Several days later, watching Bee peer avidly at the pictures in yet another atlas, Kess sighed. "Don't get me wrong. I'm immensely grateful that you managed to get Bee to spend some time here. But Bel's eyes, it makes me feel superfluous. I've been trying for months. You got it right first time."
"Hmm?" grunted Mac, without looking up from his book.
She patted his hand. "Never mind. I appreciate your keeping us company."
"And such sparkling conversation."
With effort, he tore himself out of his reading. "Sorry, did you say something?"
Kess barely restrained a grin. "Nothing important. I'm going to finish the rolls."
Mac put down his book and stood. "I'll help."
Drat. Kess was irritated with herself, but knew better than to argue. Mac might revel in the study she provided, but he refused to allow himself to be diverted from what he perceived as his duty.
Mac stoked up the oven. "Money talks with Bee."
She paused, dough in her hands. "You pay Bee?"
She laughed. "That rat. I pay Bee."
He slid another tray into the oven. "You pay Bee to work. I pay Bee to keep you company."
Kess shook her head. "I can't allow you to be out of pocket for this."
But he shook his head. "I'm not. Ash gave me a special stipend. Because I'm not earning while I'm here. But it's important to him that I stay. You know... I mean, you and Ash... I mean, he thinks..." He trailed off, face fiery.
Amused, she took pity on him. "Indeed. You've been a great help to me."
They worked in companionable silence for a while. Then, Mac said, "I think I understand."
She handed him the last tray. "Understand what?"
He closed the oven, busied himself tidying. "Understand how it works. All of it. Ash, the Canes. The Haps. Johns."

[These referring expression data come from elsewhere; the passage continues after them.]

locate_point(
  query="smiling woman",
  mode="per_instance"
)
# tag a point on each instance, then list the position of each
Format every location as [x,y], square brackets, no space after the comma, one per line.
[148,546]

All at once Kess gave him her full attention. It was always important to handle this part carefully. "Yes?"
His voice wasn't diffident, but considering. As if picking its way over a rocky riverbed, where a ducking might be the least of the consequences. "I mean, Canes know the rules. And Haps have their own rules. And we all talk about being ready to square off, all the time. But these past few weeks, here, I've noticed there's no fighting."
She dried her hands, put down the towel so she wouldn't fuss with it.
Emboldened, or at least rea.s.sured by her silence, he went on. "It makes sense, in a way. But it wouldn't work at all if there wasn't a place to rest. One sanctuary, where everyone is safe. The Angel's Kitchen."
She said, "I'm no angel."
He grinned. "No, I don't think so. My guess is Ash named the place. Probably as a joke."
That was, of course, correct. "Was it the Silesian Histories that tipped you?"
He looked impressed. "Is that what I'm reading? No wonder it's so interesting. I mean, yes, there's a hint of the idea in it, but mostly it was the frontispiece." She must have looked uncomprehending. "You wrote your name it. Kessily Kehnap. Cane-Hap. It just got me thinking."